In Houston, there is little liberal sympathy for a woman seen as having so many blessings. To many, Yates has destroyed the precious illusion that such murders are the province of poverty or evil.
For all the community projects that have sprung up across Texas to encourage responsible parenting among the poor, one educated woman with health insurance, a husband and a nice home still fell through the system and into madness. As far as we know, there is no abusive uncle in her background, no trashy sex life. That she had been obsessed by the idea of drowning her children for months – a common characteristic of severe PPD – has thus been popularly interpreted as intent to kill. The words used by the Harris County Police Department to describe the killings were “systematic” and “methodical”.
Mothering is a methodical and systematic business. For the last seven years, Yates had methodically and systematically clothed, fed, nursed, changed and taught those children.

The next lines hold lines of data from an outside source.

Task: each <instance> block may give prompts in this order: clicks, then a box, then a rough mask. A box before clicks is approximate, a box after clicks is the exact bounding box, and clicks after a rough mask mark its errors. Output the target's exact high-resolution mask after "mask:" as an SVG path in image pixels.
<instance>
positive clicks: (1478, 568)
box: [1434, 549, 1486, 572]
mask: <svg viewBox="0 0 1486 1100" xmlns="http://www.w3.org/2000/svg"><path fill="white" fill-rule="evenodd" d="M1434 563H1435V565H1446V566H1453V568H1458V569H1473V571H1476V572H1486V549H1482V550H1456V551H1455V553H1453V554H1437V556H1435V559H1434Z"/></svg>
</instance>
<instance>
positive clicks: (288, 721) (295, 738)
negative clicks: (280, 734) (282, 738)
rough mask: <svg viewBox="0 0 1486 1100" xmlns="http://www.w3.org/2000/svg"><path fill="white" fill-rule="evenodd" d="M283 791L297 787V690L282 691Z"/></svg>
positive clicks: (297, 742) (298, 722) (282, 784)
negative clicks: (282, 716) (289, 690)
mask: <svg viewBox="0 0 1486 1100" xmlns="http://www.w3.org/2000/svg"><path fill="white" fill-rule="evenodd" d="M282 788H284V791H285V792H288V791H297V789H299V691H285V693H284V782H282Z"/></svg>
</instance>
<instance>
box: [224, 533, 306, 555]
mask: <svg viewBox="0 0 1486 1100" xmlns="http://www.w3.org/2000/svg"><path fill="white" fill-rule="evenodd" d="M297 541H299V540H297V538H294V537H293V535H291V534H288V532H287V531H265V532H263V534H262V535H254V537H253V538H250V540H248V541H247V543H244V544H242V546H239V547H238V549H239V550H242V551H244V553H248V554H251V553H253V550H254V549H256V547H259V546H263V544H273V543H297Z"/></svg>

KPRC, Houston’s TV station, opened a website discussion forum within hours of the news of the killings. “If Yates had post-partum depression should her penalty be lessened?” it asked. Within four days, the site had run to 37 pages. Among the hundreds of messages left, the calls for Yates’s execution by lethal injection outnumbered those against it by approximately 15 to 1. In sex- and war-torn America, mothers who kill are seen as “getting away with it”. Few paternal multiple filicides even reach trial as, in the majority of cases, the father goes on to kill himself. Natural justice, say some, but – crucially – the men who survive get far harsher sentences. Against this background of discontent, to defend Yates by way of temporary insanity will be doubly difficult. Should there be any hint of abusing the insanity plea in her defence – as has been hinted at in previous cases – it will be the last time the PPD defence is used in the US for a very long time. America is tired of the “hormonal” defence. It sounds too menstrual, irrational and self-indulgent. The feminists don’t like it because it implies that women cannot think when they are bleeding or lactating. The “feminazi”-haters don’t like it because it reminds them of their mothers. But hormones are chemical – as chemical as any psychotropic drug. For Yates, a post-partum hormonal imbalance was apparently intense enough to induce full-blown psychosis. Should this excuse the murder of the Yates children? No. Not for one moment. Should it mitigate their mother’s sentence? Yes. A psychotically induced obsession with drowning is not the same thing as a cold-blooded plan. And if there is culpability here, it is on the part of doctors who failed to intervene after two suicide attempts and four hospitalisations. Andrea is now on suicide watch at Harris County Jail, delusional and barely capable of communicating. Over the next month, more will emerge about her: school yearbooks, past lovers, medical reports. Will they tell us when she last felt in ownership of her mind and body? We know that Russell Yates wanted “as many children as God wanted”, but will we ever learn what Andrea wanted? If the woman who killed her children was, in her husband’s words, “not herself”, the woman standing trial will be a different person again. It’s a bitter irony that, in preparation for her trial, Andrea Yates may finally receive the treatment she needs to restore her sanity. And then she will indeed suffer unbearably.